Let
#G_1 : y = 4^x=2^(2x)#
#G_2 : y = 2(2^x)#
#G_3 : y = 2^x+6#
#G_2 and G_3# meet at #A ( log 6/log 2, 12 )= (2.585, 12 )#, nearly,
using #2(2^x)-2^x+6#
#G_3 and G_1# meet ( after discarding negative #2^x#)
at #B (log 3/log 2, 9)=(1.585, 9 )#, nearly,
using #4^x=(2^x)^2=2^x+6#.
#G_1 and G_2# meet at C ( 1, 4 ), using #4^x=2(2^x)#.
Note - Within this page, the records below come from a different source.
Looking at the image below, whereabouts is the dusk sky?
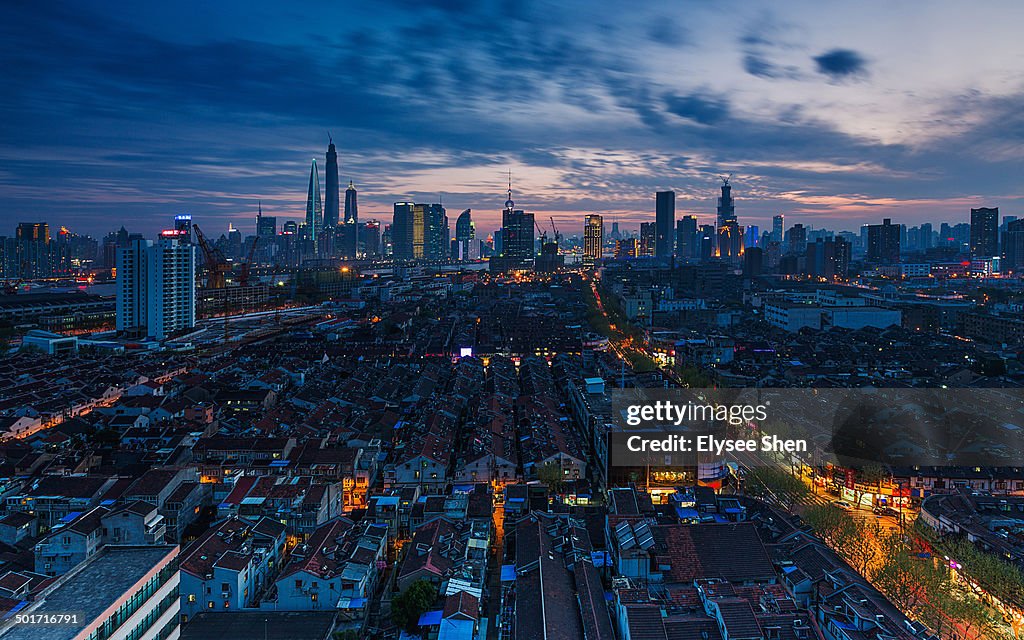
[0,0,1024,237]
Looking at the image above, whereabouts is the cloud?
[813,49,867,80]
[665,92,729,125]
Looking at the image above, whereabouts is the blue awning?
[502,564,515,583]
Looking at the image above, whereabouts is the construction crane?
[548,216,562,245]
[193,224,231,289]
[239,236,259,287]
[534,218,548,241]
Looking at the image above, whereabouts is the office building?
[324,136,339,229]
[452,209,480,260]
[490,183,536,271]
[14,222,52,280]
[640,222,657,256]
[785,222,807,255]
[421,204,452,260]
[305,160,324,247]
[718,178,736,227]
[867,218,900,264]
[117,229,196,340]
[391,202,413,260]
[0,545,180,640]
[345,180,359,258]
[345,180,359,224]
[676,211,697,259]
[654,191,676,258]
[971,207,999,258]
[256,203,278,239]
[999,220,1024,272]
[583,213,604,267]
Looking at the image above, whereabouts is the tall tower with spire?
[324,138,339,229]
[345,180,359,224]
[345,180,359,258]
[306,159,324,241]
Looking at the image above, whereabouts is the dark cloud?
[813,49,867,80]
[647,15,689,47]
[665,93,729,125]
[743,52,800,80]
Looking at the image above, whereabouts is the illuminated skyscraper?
[306,160,324,247]
[324,139,339,229]
[583,213,604,266]
[718,178,736,226]
[971,207,999,259]
[771,213,785,243]
[452,209,480,260]
[653,191,676,258]
[116,229,196,340]
[492,178,536,270]
[391,202,415,260]
[345,180,359,224]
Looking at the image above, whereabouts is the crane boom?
[193,224,231,289]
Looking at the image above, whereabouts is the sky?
[0,0,1024,237]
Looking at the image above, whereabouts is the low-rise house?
[179,517,286,620]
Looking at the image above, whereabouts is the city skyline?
[0,2,1024,237]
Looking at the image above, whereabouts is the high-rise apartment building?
[654,191,676,258]
[117,229,196,340]
[305,160,324,247]
[583,213,604,267]
[867,218,900,264]
[324,140,340,229]
[14,222,52,279]
[718,178,736,227]
[971,207,999,259]
[771,213,785,244]
[452,209,480,260]
[676,216,698,259]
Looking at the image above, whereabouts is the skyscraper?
[583,213,604,266]
[324,136,339,229]
[492,179,536,271]
[256,203,278,239]
[639,222,657,256]
[452,209,480,260]
[771,213,785,243]
[116,229,196,340]
[345,180,359,258]
[306,160,324,247]
[1000,220,1024,271]
[391,202,422,260]
[867,218,900,264]
[423,204,452,260]
[718,178,736,226]
[653,191,676,258]
[676,216,698,259]
[345,180,359,224]
[971,207,999,259]
[14,222,52,279]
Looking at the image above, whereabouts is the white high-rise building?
[117,229,196,340]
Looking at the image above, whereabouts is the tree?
[391,580,437,632]
[745,467,810,506]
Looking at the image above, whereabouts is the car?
[831,500,853,511]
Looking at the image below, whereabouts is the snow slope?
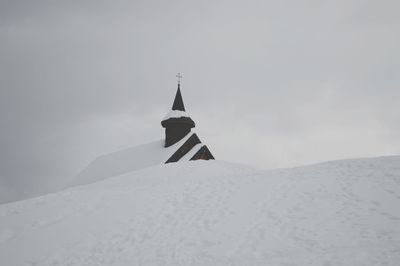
[0,156,400,266]
[72,131,195,185]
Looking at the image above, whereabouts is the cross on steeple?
[176,72,183,85]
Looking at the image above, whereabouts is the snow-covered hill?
[0,156,400,266]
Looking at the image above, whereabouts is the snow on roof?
[162,110,190,121]
[72,131,194,185]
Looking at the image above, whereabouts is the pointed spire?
[172,83,185,111]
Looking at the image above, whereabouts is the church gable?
[165,133,201,163]
[190,145,215,161]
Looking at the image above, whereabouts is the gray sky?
[0,0,400,201]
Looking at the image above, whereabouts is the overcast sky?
[0,0,400,201]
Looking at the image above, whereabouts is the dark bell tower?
[161,83,195,147]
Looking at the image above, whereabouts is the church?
[161,82,214,163]
[73,74,214,185]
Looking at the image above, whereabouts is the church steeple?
[172,83,185,112]
[161,77,196,147]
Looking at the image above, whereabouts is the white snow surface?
[73,131,195,185]
[162,110,190,121]
[0,156,400,266]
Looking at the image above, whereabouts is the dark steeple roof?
[172,83,185,111]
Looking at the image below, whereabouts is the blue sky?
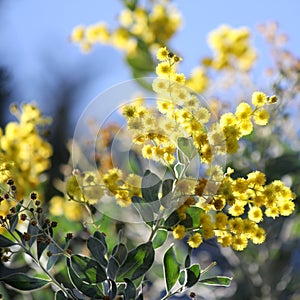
[0,0,300,125]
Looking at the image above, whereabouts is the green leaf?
[0,234,16,248]
[160,179,174,208]
[131,196,154,222]
[142,170,162,212]
[185,206,203,227]
[180,213,193,228]
[174,162,184,178]
[27,222,39,247]
[178,270,186,286]
[107,243,128,280]
[70,254,107,283]
[47,244,61,271]
[54,291,68,300]
[0,273,49,291]
[67,258,104,299]
[9,200,24,232]
[185,264,201,287]
[36,224,53,259]
[107,256,120,280]
[112,243,128,265]
[87,236,107,268]
[164,210,180,227]
[177,137,197,160]
[153,229,168,249]
[184,254,191,268]
[164,245,180,292]
[199,276,232,287]
[94,231,107,253]
[118,242,154,280]
[124,278,136,300]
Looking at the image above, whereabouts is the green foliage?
[164,245,180,292]
[0,273,50,291]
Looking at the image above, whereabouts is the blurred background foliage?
[0,0,300,300]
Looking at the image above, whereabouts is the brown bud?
[51,221,57,227]
[30,192,37,200]
[36,207,43,214]
[7,178,14,185]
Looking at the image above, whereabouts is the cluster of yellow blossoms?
[71,2,181,56]
[61,47,295,251]
[0,104,52,225]
[62,168,142,210]
[203,25,257,71]
[123,47,295,250]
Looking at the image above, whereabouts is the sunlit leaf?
[67,258,104,299]
[124,278,136,300]
[185,264,201,287]
[153,229,168,249]
[118,242,154,280]
[9,200,24,232]
[0,234,16,248]
[87,236,107,267]
[70,254,107,283]
[177,137,197,160]
[199,276,232,287]
[142,170,162,212]
[164,245,180,292]
[0,273,49,291]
Note that B is between farther A and nearer C, in the x-direction and is above the curve #G_2 (AC)#.
Now, the area under reference is the area enclosed by the curved
triangle ABC.
The vertical x = #x_B#= 1.585 divides the area into two parts
Area = # int (y_(G_1)-y_(G_2)) dx#, from x = #x_C=1# to #x_B=1.585#
#+ int (y_(G_3)-y_(G_2)) dx#, from x = #x_B=1.585# to #x_A=2.585#
#= int (4^x-2(2^x) dx#, for x from 1 to 1.585
#+ int (2^x+6-2(2^x)) dx#, for x from 1.585 to 2.585
#=[ 4^x/ln 4-2(2^x/ln 2]#, between x = 1 and 1.585
#+[ 2^x/ln2+6x-2(2^x)/ln2]]#, between x = 1.585 and 2.585
#=(3.4924-2.8854)+(6.8536-5.1818)#
#=2.279#, nearly..
I would review my answer, a little later, for probable errors.